Well, I think if the tax cut passes, the Democrats are screwed because they're going to be forced to cleanup this fiscal mess that Republicans are going to leave them. In the first place, if they get control of Congress next year, they're not going to be able to do anything because Trump will veto anything that they do and they're not going to be able to override.

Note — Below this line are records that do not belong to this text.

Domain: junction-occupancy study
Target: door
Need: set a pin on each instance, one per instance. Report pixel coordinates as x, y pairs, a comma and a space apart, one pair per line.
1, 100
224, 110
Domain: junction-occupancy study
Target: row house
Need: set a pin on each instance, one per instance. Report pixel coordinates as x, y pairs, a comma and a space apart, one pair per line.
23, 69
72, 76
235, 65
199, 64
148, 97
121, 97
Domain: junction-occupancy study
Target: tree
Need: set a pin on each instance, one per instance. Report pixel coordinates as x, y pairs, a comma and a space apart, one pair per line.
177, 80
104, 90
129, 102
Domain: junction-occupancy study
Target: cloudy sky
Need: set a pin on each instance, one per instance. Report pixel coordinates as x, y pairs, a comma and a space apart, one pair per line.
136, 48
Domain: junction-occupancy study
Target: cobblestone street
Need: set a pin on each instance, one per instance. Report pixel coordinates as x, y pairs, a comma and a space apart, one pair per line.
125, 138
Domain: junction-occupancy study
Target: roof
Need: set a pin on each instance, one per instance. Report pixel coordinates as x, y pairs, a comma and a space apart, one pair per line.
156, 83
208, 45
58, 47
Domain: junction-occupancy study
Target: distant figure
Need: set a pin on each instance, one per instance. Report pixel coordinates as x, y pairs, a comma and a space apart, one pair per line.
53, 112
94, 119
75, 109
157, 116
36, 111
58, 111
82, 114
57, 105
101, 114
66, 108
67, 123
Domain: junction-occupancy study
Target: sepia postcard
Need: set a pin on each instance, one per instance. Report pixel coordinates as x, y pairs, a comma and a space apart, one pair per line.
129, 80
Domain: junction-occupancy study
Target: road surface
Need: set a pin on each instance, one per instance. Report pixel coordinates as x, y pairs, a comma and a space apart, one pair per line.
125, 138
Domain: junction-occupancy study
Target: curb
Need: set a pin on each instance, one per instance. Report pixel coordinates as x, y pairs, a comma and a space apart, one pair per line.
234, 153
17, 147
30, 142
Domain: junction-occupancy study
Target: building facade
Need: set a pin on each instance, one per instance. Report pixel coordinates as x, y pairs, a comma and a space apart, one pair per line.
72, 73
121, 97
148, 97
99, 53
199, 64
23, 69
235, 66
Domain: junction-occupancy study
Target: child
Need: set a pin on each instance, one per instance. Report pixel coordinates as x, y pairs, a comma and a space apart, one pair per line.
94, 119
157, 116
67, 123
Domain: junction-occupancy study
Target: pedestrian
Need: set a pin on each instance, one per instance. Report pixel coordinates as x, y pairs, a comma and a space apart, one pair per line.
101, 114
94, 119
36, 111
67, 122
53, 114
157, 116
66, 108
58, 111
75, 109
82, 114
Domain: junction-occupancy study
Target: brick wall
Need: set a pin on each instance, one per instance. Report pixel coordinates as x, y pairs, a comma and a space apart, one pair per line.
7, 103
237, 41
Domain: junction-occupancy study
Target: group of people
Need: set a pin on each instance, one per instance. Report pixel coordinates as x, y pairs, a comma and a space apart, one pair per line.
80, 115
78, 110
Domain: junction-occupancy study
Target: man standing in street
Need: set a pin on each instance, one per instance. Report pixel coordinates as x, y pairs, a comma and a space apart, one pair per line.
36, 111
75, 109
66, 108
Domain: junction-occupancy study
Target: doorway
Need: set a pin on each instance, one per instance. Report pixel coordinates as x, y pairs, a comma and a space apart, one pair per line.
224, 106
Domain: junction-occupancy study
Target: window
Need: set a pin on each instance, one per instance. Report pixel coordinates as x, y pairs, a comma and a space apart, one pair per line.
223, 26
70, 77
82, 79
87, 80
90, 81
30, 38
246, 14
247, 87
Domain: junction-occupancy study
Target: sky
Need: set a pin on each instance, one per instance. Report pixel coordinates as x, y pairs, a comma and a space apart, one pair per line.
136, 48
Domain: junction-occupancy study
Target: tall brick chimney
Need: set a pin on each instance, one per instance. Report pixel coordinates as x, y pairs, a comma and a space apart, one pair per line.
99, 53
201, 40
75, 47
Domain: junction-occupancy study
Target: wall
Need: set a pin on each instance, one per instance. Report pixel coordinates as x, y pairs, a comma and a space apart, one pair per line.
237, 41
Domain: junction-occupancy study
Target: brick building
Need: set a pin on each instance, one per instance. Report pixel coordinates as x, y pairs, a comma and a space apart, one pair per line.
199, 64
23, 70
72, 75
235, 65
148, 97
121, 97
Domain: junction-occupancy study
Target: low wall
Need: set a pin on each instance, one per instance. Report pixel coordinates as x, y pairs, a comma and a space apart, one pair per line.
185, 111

Secondly, like I said earlier, all these Republican deficit hawks we've been deafly silent, you know, for months, are going to suddenly emerge, you know, the minute the tax cut is signed into law saying, "Oh my God, the deficit suddenly, mysteriously, became hugely bigger. It's threatening national bankruptcy. We absolutely have to cut the deficit." Since they won't raise taxes, they'll demand cuts in Social Security, Medicare. Democrats will waste all of their capital trying to save those programs and, I think, that once they get another Democratic president, maybe, in 2020, they'll be forced to raise taxes. This will be very unpopular. The Medicare cuts will also be unpopular. And, I think, Republicans may well be back in control by 2022, and by 2024 they'll have another president. And it's off to the races and they can just start this whole process all over again, of slashing taxes, forcing spending cuts, downsizing government. At some point, people are going to look at programs like Social Security and say, "God, they've made so many cuts to this program, it's hardly worth having. Let's just do what the Republicans want to do and privatize it." And Wall Street will get rich off of all the fees. That's their longterm goal.
Is that similar to what happened with the Obama Administration, where he had to clean up the mess after Bush?
Well, that's exactly right. Both Clinton and Obama spent an enormous amount of their political capital, not advancing their own agenda, but simply responding to the conditions that Republicans forced upon them. And Republicans know this, even if Democrats don't, and that's why they're doing what they're doing. They want to tie the hands of Democrats for, maybe, a decade or more into cleaning up their fiscal mess.
Let's talk about the role of the media here. That's a subject of your new book, The Truth Matters: A Citizen's Guide to Separating Fact From Lies and Stopping Fake News in Its Tracks. Why did you decide to write this?
Well, because of the election results. I felt that a lot of the problem, the political problems, that we had, and still have, and are evident every day, result from problems in the media. The most important problem is simply economic, namely that they lost so much. The major media has lost so much advertising, it doesn't have the resources to do its job properly anymore. I think readers and consumers are ill served in many ways and what I tried to do is give them some suggestions for how they can respond and still get reputable news that they can depend upon.